RBM training time depends on several parameters, most importantly from a number of iterations, number of Gibbs sampling loops and a size of weight matrix. First 2 are easy to manipulate, while the last one depends is always $m \times n$, where $m$ is a number of visible and $n$ - number of hidden units. So actual time complexity of training RBM with respect to the number of features is $O(m \times n)$.
Unfortunately, there's not much you can do with it. Unlike input data, weight matrix has to be dense to be able to sample hidden units from visible ones and vise versa. You can play around with a number of hidden units, though, but don't expect RBM being training at the same speed as SVM or logistic regression, for example.
Note, that if your data has a notion of locality (e.g. nearby pixels on an image or words in a text), you can also try out convolutional networks which have much smaller weight matrices and often produce better results.
Yes, SciKit Learn includes only BernoulliRBM, which is RBM with binary units. However, it doesn't apply any constraints on input data.
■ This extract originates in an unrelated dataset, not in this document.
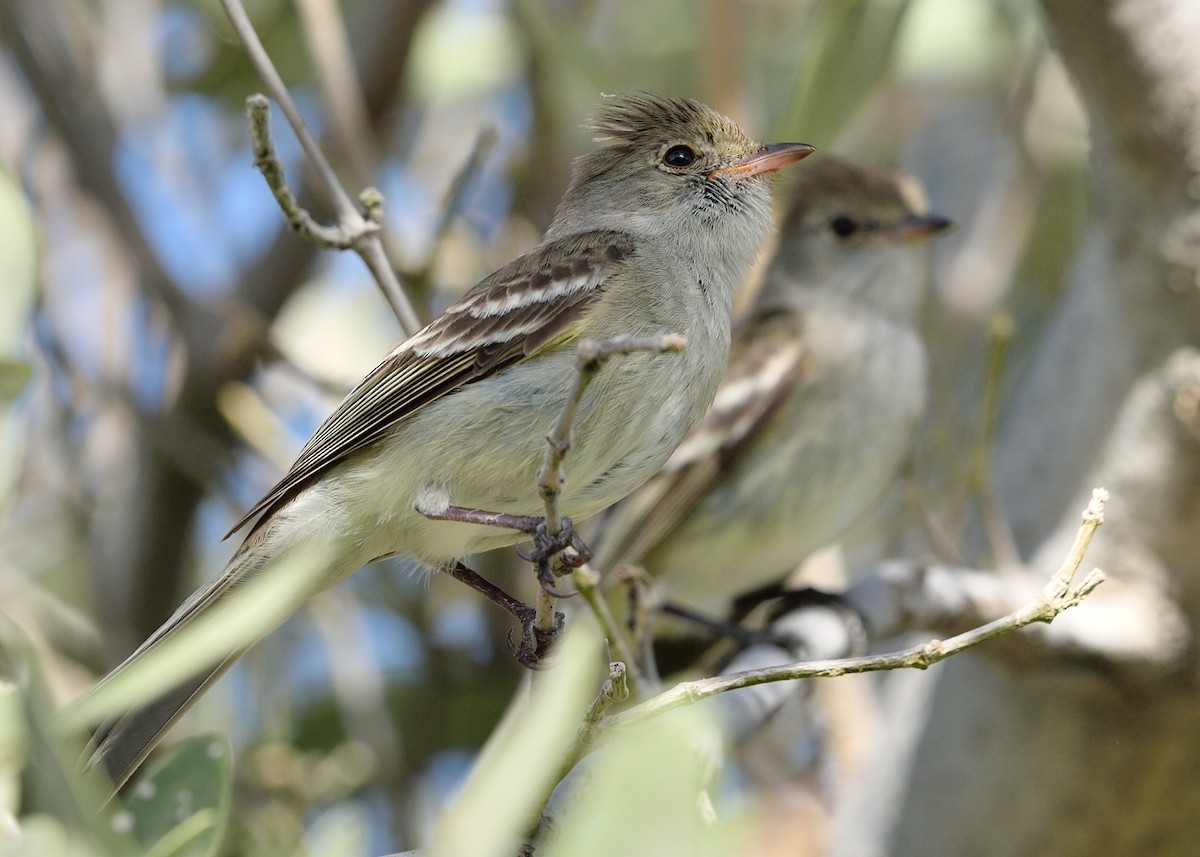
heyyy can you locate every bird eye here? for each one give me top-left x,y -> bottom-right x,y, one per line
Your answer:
662,145 -> 698,168
830,216 -> 858,237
It turns out that BernoulliRBM can handle real-valued data (e.g. image data) pretty successfully, even though theoretical implications of such a hack are unclear.
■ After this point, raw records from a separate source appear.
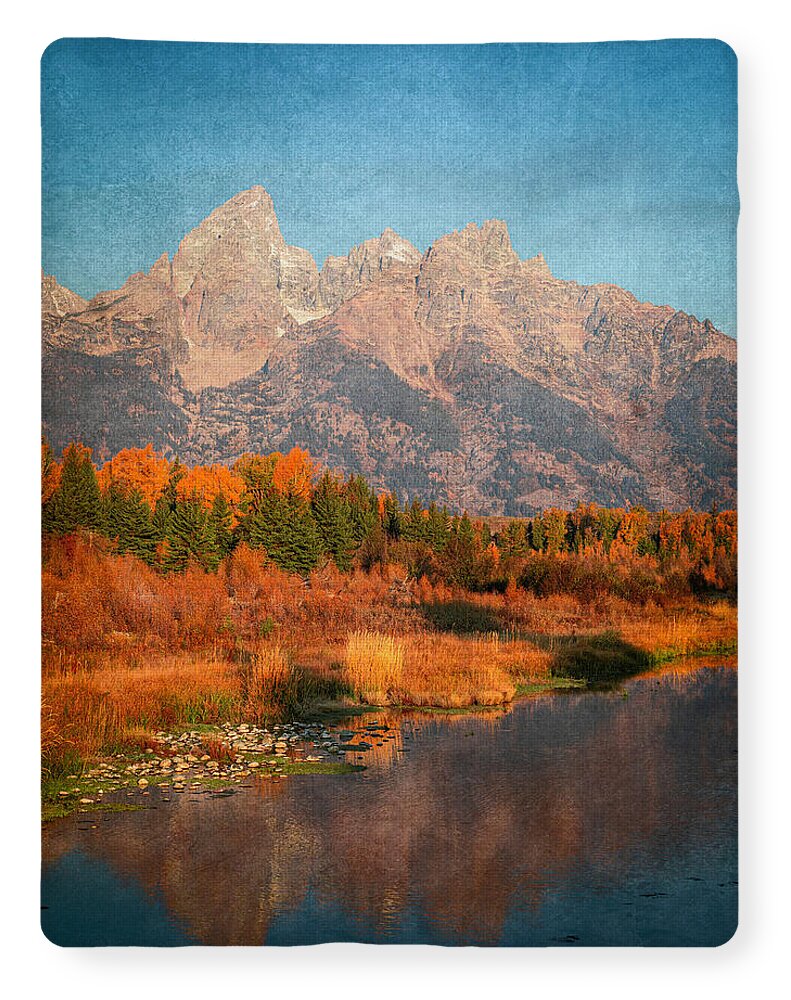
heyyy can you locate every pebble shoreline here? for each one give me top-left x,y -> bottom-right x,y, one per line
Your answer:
55,720 -> 398,810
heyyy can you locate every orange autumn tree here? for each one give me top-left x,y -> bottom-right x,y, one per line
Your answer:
41,439 -> 61,504
175,464 -> 246,520
272,447 -> 315,501
97,444 -> 171,509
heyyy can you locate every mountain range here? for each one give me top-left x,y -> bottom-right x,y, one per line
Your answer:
42,186 -> 736,513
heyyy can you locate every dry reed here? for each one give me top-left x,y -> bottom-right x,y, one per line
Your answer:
344,631 -> 405,704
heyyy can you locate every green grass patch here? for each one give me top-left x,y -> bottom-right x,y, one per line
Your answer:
648,638 -> 738,666
278,760 -> 365,775
302,701 -> 383,724
398,703 -> 507,715
515,677 -> 588,696
168,722 -> 225,736
551,631 -> 652,683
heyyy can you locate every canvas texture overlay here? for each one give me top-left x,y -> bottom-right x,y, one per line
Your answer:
41,39 -> 738,947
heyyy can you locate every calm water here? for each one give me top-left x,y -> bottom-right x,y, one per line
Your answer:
42,663 -> 737,947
If you are looking for strictly real-valued RBM and using something different than Python/SciKit Learn is an option for you, also take a look at Boltzmann.jl - my implementation of RBM in Julia heavily based on sklearn's version, but also including Gaussian RBM. More time-consuming, but helpful alternative is to port GRBM back to SciKit Learn, which basically requires only rewriting a couple of methods for sampling.
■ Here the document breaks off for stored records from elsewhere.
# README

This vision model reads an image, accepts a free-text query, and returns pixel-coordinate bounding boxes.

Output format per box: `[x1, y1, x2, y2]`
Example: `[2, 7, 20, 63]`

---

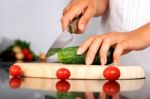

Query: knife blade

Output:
[46, 29, 73, 57]
[46, 16, 80, 57]
[50, 28, 73, 48]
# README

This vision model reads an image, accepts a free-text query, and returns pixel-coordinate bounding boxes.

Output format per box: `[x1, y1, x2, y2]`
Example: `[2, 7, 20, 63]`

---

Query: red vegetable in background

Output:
[26, 52, 33, 61]
[22, 48, 30, 56]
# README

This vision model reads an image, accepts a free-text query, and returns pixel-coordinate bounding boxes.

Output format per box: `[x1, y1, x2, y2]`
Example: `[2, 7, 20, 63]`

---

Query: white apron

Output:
[101, 0, 150, 74]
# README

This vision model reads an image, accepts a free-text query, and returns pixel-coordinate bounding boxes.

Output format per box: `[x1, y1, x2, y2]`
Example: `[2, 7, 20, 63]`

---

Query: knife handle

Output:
[68, 15, 82, 33]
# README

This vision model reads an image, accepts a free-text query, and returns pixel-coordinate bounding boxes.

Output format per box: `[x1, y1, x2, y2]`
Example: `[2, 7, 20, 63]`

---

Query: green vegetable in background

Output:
[0, 39, 37, 62]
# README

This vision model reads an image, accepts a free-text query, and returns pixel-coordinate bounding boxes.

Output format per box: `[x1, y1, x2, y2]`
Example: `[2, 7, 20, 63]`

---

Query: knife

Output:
[46, 16, 81, 57]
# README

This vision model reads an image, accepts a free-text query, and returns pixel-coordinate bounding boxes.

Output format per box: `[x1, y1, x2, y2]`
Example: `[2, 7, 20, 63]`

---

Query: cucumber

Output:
[57, 92, 75, 99]
[57, 92, 100, 99]
[57, 46, 114, 65]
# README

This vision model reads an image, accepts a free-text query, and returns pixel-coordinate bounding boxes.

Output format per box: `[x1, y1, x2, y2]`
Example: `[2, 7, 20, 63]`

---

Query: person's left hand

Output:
[77, 31, 150, 65]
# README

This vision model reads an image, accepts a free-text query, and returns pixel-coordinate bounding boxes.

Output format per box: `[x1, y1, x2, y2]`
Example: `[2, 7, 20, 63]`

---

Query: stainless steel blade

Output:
[51, 29, 73, 48]
[46, 15, 80, 57]
[46, 29, 73, 57]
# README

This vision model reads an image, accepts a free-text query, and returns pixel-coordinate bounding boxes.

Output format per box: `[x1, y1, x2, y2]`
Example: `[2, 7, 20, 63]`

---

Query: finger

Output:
[74, 9, 84, 18]
[62, 4, 86, 31]
[61, 16, 70, 31]
[99, 92, 106, 99]
[113, 42, 125, 65]
[63, 6, 70, 15]
[86, 37, 102, 65]
[63, 0, 74, 15]
[78, 6, 95, 32]
[123, 50, 131, 54]
[99, 38, 111, 65]
[75, 97, 82, 99]
[112, 93, 120, 99]
[77, 36, 95, 55]
[85, 92, 94, 99]
[61, 7, 79, 31]
[61, 1, 73, 31]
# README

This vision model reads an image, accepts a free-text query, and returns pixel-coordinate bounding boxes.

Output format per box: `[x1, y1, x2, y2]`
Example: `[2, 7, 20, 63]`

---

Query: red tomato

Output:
[22, 48, 30, 56]
[56, 80, 70, 92]
[9, 77, 22, 89]
[9, 65, 22, 76]
[26, 53, 33, 61]
[56, 68, 70, 80]
[103, 81, 120, 96]
[103, 66, 120, 80]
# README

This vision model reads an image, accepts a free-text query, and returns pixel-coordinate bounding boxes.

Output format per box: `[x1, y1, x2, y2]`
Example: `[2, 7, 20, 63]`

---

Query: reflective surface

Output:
[0, 63, 150, 99]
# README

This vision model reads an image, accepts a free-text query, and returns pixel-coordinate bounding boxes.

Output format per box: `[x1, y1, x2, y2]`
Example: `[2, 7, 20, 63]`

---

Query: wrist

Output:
[94, 0, 109, 17]
[130, 23, 150, 50]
Usage of RBMs other than pretraining
RBMs are useful not only for pretraining in deep networks, but also for representation learning (feature extraction), dimensionality reduction, probability distribution estimation (and thus sampling) and many other tasks. I've successfully used them for retrieving facial expression "modes" from images of emotional faces and analysis of last.fm data. RBMs are quite popular in recommendation systems (e.g. see paper by Salakhutdinov or another by Netflix Prize winners), music retrieval and different applications of natural language processing.